Time and circumstances have drawn an impenetrable mystery around
all else connected with the Hutters. They lived, erred, died, and
are forgotten. None connected have felt sufficient interest in
the disgraced and disgracing to withdraw the veil, and a century is
about to erase even the recollection of their names. The history
of crime is ever revolting, and it is fortunate that few love to
dwell on its incidents. The sins of the family have long since
been arraigned at the judgment seat of God, or are registered for
the terrible settlement of the last great day.

The same fate attended Judith. When Hawkeye reached the garrison
on the Mohawk he enquired anxiously after that lovely but misguided
creature. None knew her - even her person was no longer remembered.

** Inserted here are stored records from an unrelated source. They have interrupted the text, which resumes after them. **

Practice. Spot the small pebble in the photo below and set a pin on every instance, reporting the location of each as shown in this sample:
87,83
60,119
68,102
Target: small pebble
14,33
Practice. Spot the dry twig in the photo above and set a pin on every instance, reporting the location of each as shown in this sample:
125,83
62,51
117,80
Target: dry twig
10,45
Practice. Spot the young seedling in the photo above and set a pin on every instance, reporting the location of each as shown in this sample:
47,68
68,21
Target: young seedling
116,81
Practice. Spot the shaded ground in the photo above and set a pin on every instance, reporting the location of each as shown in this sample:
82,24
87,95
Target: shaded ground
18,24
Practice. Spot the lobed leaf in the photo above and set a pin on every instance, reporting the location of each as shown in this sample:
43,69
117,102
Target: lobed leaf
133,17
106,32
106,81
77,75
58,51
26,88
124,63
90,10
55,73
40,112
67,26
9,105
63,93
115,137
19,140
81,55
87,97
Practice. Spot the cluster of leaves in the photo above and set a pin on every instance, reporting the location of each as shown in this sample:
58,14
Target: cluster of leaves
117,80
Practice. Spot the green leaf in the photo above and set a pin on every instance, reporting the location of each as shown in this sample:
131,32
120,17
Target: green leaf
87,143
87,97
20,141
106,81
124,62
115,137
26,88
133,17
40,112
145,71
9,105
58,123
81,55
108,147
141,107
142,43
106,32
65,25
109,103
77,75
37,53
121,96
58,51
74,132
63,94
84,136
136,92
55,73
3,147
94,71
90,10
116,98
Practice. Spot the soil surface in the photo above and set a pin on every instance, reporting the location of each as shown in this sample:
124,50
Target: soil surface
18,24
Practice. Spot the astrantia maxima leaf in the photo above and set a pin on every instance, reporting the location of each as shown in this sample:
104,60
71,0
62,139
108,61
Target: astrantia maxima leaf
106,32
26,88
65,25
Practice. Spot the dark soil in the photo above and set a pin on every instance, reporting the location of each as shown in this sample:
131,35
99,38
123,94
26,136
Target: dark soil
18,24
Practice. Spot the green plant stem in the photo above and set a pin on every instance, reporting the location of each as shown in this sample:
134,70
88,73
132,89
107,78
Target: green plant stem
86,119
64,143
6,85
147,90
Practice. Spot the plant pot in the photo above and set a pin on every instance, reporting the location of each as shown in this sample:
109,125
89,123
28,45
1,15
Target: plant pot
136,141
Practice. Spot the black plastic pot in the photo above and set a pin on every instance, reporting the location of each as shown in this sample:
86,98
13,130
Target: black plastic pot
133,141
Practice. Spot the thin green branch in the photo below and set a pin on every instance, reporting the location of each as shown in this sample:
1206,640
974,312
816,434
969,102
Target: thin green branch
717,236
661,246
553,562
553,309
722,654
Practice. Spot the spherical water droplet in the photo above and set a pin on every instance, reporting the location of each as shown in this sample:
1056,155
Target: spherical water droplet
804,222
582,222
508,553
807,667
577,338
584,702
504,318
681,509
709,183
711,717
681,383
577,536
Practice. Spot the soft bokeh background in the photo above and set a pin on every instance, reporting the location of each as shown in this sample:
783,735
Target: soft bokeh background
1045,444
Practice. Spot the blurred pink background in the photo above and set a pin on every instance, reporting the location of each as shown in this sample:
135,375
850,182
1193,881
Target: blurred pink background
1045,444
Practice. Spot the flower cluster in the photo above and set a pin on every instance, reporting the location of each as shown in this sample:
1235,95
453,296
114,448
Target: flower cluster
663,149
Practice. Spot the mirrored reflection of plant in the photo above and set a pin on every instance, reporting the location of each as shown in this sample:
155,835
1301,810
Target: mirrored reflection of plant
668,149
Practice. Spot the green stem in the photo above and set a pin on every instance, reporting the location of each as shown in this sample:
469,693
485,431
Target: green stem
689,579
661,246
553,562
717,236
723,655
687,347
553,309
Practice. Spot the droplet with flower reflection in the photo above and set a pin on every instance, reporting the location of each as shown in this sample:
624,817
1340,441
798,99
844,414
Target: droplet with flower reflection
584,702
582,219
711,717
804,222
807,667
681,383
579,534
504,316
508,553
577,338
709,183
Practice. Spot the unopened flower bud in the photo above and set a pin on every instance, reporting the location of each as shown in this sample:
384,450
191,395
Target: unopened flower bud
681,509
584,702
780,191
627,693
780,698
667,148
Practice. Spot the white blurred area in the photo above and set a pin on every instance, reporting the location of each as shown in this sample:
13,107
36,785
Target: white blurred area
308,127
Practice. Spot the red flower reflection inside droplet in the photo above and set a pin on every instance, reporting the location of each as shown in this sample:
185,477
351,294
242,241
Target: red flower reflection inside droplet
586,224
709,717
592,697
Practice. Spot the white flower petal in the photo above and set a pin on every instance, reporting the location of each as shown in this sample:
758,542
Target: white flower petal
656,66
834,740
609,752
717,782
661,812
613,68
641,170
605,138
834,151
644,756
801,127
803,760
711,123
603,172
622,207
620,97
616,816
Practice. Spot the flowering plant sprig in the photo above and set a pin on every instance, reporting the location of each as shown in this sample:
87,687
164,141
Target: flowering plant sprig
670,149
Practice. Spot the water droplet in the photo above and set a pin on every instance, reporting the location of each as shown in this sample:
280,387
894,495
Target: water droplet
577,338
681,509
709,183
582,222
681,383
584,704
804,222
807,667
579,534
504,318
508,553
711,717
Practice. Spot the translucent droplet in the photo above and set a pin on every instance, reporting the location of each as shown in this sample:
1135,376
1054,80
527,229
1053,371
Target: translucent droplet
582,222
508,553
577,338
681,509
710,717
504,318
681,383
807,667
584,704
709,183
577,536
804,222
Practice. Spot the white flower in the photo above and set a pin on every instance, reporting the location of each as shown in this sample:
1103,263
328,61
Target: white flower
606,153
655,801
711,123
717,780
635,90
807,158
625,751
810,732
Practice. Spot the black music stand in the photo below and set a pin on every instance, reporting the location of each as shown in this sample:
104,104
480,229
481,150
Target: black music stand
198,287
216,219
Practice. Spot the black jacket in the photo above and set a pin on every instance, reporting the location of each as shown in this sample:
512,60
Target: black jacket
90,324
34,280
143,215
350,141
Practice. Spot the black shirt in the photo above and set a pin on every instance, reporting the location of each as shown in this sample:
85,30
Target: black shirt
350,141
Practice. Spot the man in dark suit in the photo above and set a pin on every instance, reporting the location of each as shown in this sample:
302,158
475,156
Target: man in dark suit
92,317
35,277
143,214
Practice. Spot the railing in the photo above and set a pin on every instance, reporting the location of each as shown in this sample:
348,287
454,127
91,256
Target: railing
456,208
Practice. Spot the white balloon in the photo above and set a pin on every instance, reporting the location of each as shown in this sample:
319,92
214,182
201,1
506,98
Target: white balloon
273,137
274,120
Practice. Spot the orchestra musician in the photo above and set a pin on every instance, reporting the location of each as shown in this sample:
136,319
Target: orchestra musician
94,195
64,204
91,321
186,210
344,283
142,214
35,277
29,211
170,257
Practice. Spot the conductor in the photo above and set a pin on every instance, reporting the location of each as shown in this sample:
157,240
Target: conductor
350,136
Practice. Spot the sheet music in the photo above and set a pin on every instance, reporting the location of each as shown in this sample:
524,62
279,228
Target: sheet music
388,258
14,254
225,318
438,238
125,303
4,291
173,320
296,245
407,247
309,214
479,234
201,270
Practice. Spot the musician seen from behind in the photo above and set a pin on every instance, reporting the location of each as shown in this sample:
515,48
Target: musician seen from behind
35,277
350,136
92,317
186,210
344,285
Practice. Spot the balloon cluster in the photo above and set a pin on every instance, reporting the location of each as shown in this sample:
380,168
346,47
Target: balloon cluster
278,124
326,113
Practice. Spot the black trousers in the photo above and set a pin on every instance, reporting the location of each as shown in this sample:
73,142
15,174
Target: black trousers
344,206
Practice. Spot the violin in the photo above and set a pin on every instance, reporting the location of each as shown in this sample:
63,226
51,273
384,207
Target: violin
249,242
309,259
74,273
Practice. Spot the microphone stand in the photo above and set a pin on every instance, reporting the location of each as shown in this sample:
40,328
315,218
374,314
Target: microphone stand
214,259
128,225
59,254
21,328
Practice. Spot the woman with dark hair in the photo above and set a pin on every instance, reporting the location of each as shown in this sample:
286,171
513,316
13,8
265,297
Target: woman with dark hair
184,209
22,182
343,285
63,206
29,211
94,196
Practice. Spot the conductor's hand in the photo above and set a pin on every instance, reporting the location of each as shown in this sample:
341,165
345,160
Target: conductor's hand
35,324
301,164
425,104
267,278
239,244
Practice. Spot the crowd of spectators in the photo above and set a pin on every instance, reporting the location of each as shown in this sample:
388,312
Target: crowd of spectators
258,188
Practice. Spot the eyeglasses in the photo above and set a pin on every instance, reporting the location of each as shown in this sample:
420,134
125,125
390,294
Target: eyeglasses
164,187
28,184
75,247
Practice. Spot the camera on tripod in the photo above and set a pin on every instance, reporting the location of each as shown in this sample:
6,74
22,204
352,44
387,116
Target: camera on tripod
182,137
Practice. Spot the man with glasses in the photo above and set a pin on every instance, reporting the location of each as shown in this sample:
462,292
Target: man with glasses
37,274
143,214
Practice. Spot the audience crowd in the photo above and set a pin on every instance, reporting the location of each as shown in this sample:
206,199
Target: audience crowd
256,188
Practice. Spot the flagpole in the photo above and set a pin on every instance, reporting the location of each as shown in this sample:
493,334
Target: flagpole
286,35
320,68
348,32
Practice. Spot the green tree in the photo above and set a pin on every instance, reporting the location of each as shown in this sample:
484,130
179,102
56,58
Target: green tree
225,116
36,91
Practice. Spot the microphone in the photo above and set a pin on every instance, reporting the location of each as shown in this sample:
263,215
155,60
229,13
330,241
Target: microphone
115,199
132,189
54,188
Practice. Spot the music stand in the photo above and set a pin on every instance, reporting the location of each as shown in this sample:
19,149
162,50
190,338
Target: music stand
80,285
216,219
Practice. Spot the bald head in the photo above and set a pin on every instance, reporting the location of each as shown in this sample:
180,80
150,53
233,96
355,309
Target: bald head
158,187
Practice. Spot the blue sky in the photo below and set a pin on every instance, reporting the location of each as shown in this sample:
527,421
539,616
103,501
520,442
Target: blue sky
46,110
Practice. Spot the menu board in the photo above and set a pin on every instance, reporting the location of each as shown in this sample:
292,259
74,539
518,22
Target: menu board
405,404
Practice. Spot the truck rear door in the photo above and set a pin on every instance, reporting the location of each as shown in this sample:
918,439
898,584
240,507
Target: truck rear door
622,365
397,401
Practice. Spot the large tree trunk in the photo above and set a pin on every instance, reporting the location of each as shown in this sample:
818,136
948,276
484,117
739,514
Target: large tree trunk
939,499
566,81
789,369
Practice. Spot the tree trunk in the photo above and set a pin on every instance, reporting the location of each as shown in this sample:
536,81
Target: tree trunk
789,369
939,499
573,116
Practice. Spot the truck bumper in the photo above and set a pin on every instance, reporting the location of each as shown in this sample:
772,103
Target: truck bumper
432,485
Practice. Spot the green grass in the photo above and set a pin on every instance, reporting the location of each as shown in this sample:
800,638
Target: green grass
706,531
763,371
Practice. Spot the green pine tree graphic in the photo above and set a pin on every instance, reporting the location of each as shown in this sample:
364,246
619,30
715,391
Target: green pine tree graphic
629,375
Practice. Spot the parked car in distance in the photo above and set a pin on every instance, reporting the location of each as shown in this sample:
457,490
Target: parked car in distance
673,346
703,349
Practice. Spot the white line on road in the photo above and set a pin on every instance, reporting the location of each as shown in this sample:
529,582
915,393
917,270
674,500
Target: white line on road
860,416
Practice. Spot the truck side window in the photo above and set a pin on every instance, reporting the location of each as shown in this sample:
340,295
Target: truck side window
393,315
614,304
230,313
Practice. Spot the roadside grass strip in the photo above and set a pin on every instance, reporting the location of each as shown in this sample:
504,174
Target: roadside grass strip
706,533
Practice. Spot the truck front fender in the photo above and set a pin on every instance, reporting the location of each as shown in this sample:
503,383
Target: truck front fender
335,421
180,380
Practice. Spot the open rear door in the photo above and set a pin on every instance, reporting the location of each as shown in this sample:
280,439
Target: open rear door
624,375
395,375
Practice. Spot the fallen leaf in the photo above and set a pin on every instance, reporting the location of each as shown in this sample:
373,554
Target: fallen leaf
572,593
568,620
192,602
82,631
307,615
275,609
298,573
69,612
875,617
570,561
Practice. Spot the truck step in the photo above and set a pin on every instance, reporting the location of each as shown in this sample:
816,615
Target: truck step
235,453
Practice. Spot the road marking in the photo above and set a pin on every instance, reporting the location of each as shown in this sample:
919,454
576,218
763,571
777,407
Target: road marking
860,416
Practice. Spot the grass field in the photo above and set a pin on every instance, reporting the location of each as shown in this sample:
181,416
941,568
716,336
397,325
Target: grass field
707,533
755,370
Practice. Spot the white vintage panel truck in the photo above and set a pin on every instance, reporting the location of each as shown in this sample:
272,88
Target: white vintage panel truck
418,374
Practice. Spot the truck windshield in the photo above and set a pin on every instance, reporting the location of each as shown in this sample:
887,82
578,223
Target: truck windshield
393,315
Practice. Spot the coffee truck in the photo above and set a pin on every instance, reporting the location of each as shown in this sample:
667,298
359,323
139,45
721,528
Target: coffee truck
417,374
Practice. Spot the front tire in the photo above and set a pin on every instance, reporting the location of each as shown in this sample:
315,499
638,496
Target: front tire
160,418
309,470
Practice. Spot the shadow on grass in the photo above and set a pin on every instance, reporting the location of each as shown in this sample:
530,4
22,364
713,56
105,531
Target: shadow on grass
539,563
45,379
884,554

Other officers had, again and again, succeeded the Warleys and
Craigs and Grahams, though an old sergeant of the garrison, who
had lately come from England, was enabled to tell our hero that Sir
Robert Warley lived on his paternal estates, and that there was a
lady of rare beauty in the Lodge who had great influence over him,
though she did not bear his name. Whether this was Judith relapsed
into her early failing, or some other victim of the soldier's, Hawkeye
never knew, nor would it be pleasant or profitable to inquire. We
live in a world of transgressions and selfishness, and no pictures
that represent us otherwise can be true, though, happily, for
human nature, gleamings of that pure spirit in whose likeness man
has been fashioned are to be seen, relieving its deformities, and
mitigating if not excusing its crimes.